The iPhone 6 launched late in China, on Oct. 17, due to the China’s Ministry of Industry and Information Technology opposition to the device’s encryption being enabled by default. That wasn’t how it was worded as the Chinese regulator claimed iOS 8 had three suspected security flaws in “background services.” Ironically, after MIIT claimed “it was paying ‘great attention’ to protecting user’s privacy on smartphones,” it added, "If it's discovered that any related businesses are involved in violating user's privacy, they will be investigated and dealt with according to the law."
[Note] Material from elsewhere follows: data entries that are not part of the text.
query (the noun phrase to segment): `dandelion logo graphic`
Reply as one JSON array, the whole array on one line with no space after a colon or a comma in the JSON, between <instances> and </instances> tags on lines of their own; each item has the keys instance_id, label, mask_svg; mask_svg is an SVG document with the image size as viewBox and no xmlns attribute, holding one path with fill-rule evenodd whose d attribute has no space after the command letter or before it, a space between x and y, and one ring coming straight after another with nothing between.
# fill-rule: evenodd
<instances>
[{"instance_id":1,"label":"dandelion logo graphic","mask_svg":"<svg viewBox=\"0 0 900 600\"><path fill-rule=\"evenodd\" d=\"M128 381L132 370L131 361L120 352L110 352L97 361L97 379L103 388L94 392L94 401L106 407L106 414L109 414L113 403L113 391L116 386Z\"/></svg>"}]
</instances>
FBI Director Comey objects to “sophisticated encryption” because it could create a “black hole” for the “good guys” where the “bad guys” can hide. He called for a debate to find the right “balance” between security and privacy. But the EFF called the debate “phony,” before adding, “Comey wants everybody to have weak security, so that when the FBI decides somebody is a ‘bad guy,’ it has no problem collecting personal data.”
Chinese authorities have to know not everyone with an iPhone is a “bad guy,” just as Comey does, but clearly China believes its “need” to snoop justifies a nationwide Big Brother-in-the-browser attack.